La demande de fin de détachement peut ainsi s’interpréter comme un moyen de se retirer avant une aggravation supplémentaire de la situation. Mais elle peut aussi indiquer une vision divergente au sein même de Martinique Transport sur la manière de piloter la sortie de crise. Un remplacement est déjà en préparation : cela confirme que la présidence veut reprendre la main.
Reste à savoir comment ce changement de direction influencera la gestion de la crise, car les jours à venir seront déterminants.
Une nomination en préparation : ce qui attend le prochain dirigeant
Martinique Transport a anticipé ce départ en lançant un appel à candidature, clos le 30 avril 2026. Le ou la nouvelle dirigeante devrait être nommé(e) dans les prochains jours. Cette transition rapide est essentielle pour éviter un vide de gouvernance à un moment où le réseau est fragilisé.
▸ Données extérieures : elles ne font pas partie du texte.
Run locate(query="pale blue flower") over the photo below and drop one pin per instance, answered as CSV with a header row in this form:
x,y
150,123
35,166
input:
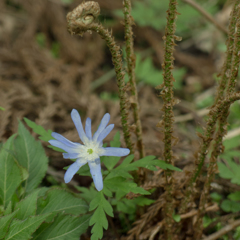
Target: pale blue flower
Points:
x,y
91,149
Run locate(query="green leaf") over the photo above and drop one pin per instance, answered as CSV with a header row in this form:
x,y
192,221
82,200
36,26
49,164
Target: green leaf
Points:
x,y
9,172
231,143
64,227
59,200
22,230
120,183
44,135
101,205
234,196
216,197
230,172
30,155
27,206
5,222
110,162
87,194
8,209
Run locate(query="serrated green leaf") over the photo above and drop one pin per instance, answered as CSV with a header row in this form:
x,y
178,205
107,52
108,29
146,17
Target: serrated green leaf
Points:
x,y
110,162
44,135
234,196
216,197
87,194
5,222
230,172
8,209
107,192
231,143
101,205
96,201
99,218
22,230
9,172
100,200
97,232
30,155
59,200
107,208
64,227
224,171
28,206
120,183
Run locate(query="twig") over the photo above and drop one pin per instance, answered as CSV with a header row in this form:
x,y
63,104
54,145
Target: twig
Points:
x,y
206,14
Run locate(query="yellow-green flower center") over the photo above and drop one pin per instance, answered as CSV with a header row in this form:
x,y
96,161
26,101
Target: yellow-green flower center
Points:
x,y
90,151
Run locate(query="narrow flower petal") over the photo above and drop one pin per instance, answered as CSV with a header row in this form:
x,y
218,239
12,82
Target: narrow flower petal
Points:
x,y
95,170
105,132
72,170
78,124
63,140
102,126
64,147
88,128
118,152
71,155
Le prochain directeur devra relever plusieurs défis immédiats. Il devra d’abord rétablir le dialogue entre la société Transaglo et ses salariés. Le conflit, débuté le 17 mars, n’a cessé de s’enliser. Le blocage du dépôt le 4 mai en est une preuve supplémentaire. Réouvrir les discussions, renouer la confiance et proposer un cadre clair sera indispensable pour espérer remettre les bus en circulation.
Ensuite, il devra répondre aux attentes pressantes des usagers. L’Association des Usagers des Transports de Martinique appelle depuis plusieurs semaines à une action déterminée de Martinique Transport. Le prochain dirigeant devra donc renforcer la communication, expliquer les décisions prises et, surtout, garantir une continuité minimale du service public.
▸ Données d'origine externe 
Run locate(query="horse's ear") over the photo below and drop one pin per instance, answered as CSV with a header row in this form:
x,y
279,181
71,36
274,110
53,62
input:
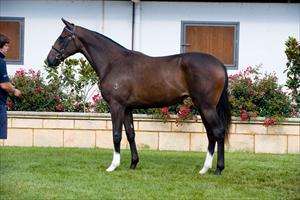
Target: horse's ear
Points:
x,y
68,24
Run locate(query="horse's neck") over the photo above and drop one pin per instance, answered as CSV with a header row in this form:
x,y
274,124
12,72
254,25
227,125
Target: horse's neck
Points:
x,y
99,51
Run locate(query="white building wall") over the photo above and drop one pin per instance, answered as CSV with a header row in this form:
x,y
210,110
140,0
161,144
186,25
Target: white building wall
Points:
x,y
43,23
263,27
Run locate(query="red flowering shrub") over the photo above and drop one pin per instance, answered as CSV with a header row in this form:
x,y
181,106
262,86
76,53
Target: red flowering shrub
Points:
x,y
252,94
37,94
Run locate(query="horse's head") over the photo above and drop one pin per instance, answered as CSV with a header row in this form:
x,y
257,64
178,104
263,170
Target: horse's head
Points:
x,y
64,46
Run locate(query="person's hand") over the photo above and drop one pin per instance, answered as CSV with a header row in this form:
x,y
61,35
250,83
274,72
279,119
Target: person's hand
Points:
x,y
17,93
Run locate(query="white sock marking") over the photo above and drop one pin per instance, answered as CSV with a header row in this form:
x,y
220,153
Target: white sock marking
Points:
x,y
115,162
207,164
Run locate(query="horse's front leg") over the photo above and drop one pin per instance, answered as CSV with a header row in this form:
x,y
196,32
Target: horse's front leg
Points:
x,y
128,124
117,115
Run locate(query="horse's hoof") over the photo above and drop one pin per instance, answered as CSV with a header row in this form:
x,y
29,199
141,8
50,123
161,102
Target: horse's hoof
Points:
x,y
132,166
218,172
134,163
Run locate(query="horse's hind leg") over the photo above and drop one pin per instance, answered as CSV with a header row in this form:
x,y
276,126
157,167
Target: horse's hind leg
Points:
x,y
129,128
209,156
117,114
215,133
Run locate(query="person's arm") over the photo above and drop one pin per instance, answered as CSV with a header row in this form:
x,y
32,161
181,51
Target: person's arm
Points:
x,y
8,87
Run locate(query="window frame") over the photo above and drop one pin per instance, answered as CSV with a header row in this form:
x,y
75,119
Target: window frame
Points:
x,y
21,21
235,25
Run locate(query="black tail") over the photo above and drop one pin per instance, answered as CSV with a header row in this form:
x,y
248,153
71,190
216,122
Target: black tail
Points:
x,y
224,108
Enfin, il devra gérer l’après-crise. Une fois le conflit résolu, il faudra évaluer les fragilités révélées par cette séquence : dépendance à un sous-traitant unique, organisation interne, dispositifs d’alerte et de médiation. Ces éléments seront clés pour éviter que la situation ne se reproduise.
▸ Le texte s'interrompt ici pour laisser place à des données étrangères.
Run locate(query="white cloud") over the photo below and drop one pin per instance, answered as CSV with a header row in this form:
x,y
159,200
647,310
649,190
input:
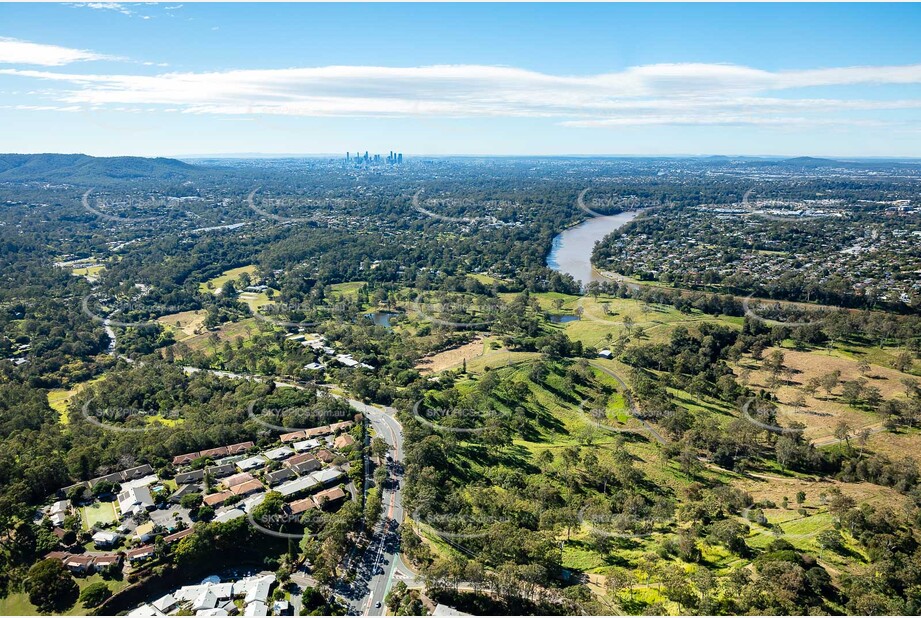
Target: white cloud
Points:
x,y
14,51
106,6
643,95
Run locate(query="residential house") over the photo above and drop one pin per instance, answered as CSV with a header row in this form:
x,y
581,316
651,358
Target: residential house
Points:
x,y
135,500
279,476
306,445
329,498
251,463
236,479
302,506
291,437
297,486
247,488
145,532
193,476
105,539
140,554
344,441
217,499
307,466
277,454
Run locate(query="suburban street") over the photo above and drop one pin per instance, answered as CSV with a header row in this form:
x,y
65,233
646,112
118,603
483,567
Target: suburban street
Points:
x,y
376,567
Mais au-delà des mesures techniques, un enjeu plus large attend la nouvelle direction : restaurer la confiance. Et celle-ci ne se regagnera que par une action visible et rapide.
Éléments à surveiller et leçons à tirer de la situation
Plusieurs aspects méritent une attention particulière dans les semaines à venir. D’abord, la capacité des négociations à reprendre entre Transaglo et ses salariés, éléments centraux du conflit. Ensuite, l’effet du prochain directeur ou directrice sur la dynamique institutionnelle interne à Martinique Transport. La transition, même préparée, peut créer une période flottante.
Il faudra aussi observer les réactions des usagers. Leur patience est mise à rude épreuve, et les associations continueront à rappeler l’importance de la continuité du service public. Le rôle de l’autorité de transport sera scruté avec précision.
Enfin, cette crise souligne une réalité bien connue dans les territoires insulaires : la mobilité est un pilier essentiel du quotidien. Quand elle vacille, c’est toute la vie sociale, scolaire et professionnelle qui se trouve fragilisée.
Conclusion
Les prochaines semaines seront décisives pour l’avenir du transport en Martinique. Le changement de direction ouvre une période d’incertitude, mais aussi d’espoir pour une sortie de crise durable. L’essentiel, désormais, sera de redonner de la fluidité à un réseau dont les usagers dépendent chaque jour.